Amidst the gentle contours of the Somerset countryside stands a wonderful old and weathered mansion built in the soft, honey-coloured tones of the local limestone. Barely managing to survive a past fraught with financial difficulties, Montacute's future is still by no means guaranteed and continued efforts to bring in revenue are an absolute necessity to save Montacute House from disappearing without trace. Having once been described as "the most beautiful Elizabethan house in England" this would be an unthinkable tragedy for a house embracing such a colourful history.
Built at the end of the 16th century for Sir Edward Phelips, a successful lawyer and politician, this fine house was a symbol, not only of his wealth, but also of his high social standing. It was Sir Edward that gave the opening speech for the prosecution at the trial of Guy Fawkes. When first completed, it must have presented an awesome spectacle, displaying almost a complete wall of windows interlaced with elaborate carved detail, niches and sculptures, and then gracefully roofed with curved gables and slender columned chimneys. Originally, there was a grand gatehouse entrance, set between the remaining pair of domed pavilions, and these buildings would have provided additional accommodation for guests.
Inside Montacute House, Sir Edward's status is again clearly denoted by the extent of the most important room of the time, the long gallery. A spectacular and most impressive area, stretching the entire 172ft (52.1m) from one end of Montacute House to the other, and with a cluster of smaller rooms leading off the gallery at either end. Today this room retains its importance in the 100 historic portraits it now exhibits, as a result of a joint venture between the National Trust and the National Portrait Gallery to draw in additional visitors, thereby increasing revenue.
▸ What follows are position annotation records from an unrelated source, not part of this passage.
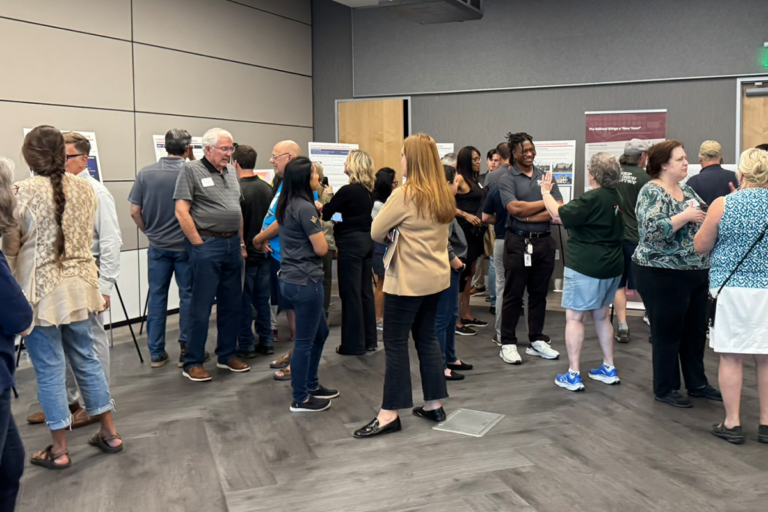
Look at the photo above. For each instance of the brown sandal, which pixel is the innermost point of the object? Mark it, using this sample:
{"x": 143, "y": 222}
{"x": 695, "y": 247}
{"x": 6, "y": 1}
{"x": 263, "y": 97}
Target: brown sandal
{"x": 101, "y": 443}
{"x": 47, "y": 459}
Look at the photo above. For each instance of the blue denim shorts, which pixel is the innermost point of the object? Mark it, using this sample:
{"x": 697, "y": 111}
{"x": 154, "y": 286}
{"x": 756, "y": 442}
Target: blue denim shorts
{"x": 584, "y": 293}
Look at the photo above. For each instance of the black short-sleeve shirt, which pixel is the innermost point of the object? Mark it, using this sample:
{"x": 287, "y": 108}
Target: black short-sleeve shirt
{"x": 298, "y": 261}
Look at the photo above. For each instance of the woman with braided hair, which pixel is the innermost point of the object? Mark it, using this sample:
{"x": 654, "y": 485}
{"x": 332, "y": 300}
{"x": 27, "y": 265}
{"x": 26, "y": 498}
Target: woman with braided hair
{"x": 49, "y": 253}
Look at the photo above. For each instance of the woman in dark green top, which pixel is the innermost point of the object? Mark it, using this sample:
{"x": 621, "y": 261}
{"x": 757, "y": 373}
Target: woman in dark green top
{"x": 594, "y": 263}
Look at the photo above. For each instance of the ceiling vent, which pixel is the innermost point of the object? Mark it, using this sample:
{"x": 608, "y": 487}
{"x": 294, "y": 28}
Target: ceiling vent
{"x": 436, "y": 11}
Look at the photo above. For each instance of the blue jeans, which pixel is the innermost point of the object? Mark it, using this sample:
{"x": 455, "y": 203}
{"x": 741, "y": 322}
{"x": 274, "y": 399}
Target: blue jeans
{"x": 217, "y": 266}
{"x": 311, "y": 333}
{"x": 11, "y": 455}
{"x": 445, "y": 321}
{"x": 255, "y": 295}
{"x": 161, "y": 265}
{"x": 47, "y": 348}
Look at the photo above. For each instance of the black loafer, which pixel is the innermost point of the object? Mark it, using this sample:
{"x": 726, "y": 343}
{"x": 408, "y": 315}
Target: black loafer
{"x": 675, "y": 399}
{"x": 374, "y": 429}
{"x": 436, "y": 415}
{"x": 706, "y": 392}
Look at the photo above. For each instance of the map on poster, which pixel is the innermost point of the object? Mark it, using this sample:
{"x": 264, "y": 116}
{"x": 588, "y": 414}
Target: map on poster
{"x": 332, "y": 155}
{"x": 159, "y": 142}
{"x": 609, "y": 131}
{"x": 558, "y": 156}
{"x": 94, "y": 165}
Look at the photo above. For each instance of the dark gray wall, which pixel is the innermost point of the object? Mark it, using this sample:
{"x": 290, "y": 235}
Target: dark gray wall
{"x": 331, "y": 63}
{"x": 554, "y": 42}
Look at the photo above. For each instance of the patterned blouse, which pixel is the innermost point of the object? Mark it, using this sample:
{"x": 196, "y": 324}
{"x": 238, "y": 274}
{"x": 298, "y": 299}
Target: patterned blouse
{"x": 659, "y": 245}
{"x": 744, "y": 218}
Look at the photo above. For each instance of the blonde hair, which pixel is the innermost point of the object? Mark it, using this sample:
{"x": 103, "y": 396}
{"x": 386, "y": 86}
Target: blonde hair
{"x": 753, "y": 167}
{"x": 360, "y": 169}
{"x": 426, "y": 185}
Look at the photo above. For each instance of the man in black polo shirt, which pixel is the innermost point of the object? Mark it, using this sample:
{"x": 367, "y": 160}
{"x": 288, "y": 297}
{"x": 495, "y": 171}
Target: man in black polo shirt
{"x": 208, "y": 208}
{"x": 257, "y": 194}
{"x": 529, "y": 251}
As Montacute House passed through the generations, few alterations appear to have been made before the 1770s. This was inevitably due to financial restraints, as it is known that most of the fine furniture installed by Sir Edward was sold after the Civil War to pay off debtors. In 1728 Montacute House was said to be in a bad state of neglect resulting from a complex inheritance arrangement. However, extensive restoration work was carried out 50 years later, including the rebuilding of the west front. The height of fashion at this time was to adopt a classical look, but Montacute's fašade is more a combination of Gothic and Renaissance motif work, French in origin, and dating from the early 16th century. Most of this ornamental stonework, including the delightful heraldic beasts keeping watch on the parapets, was bought second-hand following the demolition of another local country house.
Two further lean periods during the early 19th and 20th centuries again resulted in Montacute House being stripped of all contents and, following a lease of the property to Lord Curzon and his mistress, Montacute House was finally put up for sale in 1929. By the generosity of Ernest Cook, grandson to the founder of the travel agent group, Montacute House containing only a few family portraits, and Lord Curzon's bath, was presented to the National Trust. Now partly furnished with gifts, bequests and loans, and the gardens beautifully planted out with the help of Vita Sackville-West, it is possible to feel the gradual re-awakening of a house that came so close to being lost forever.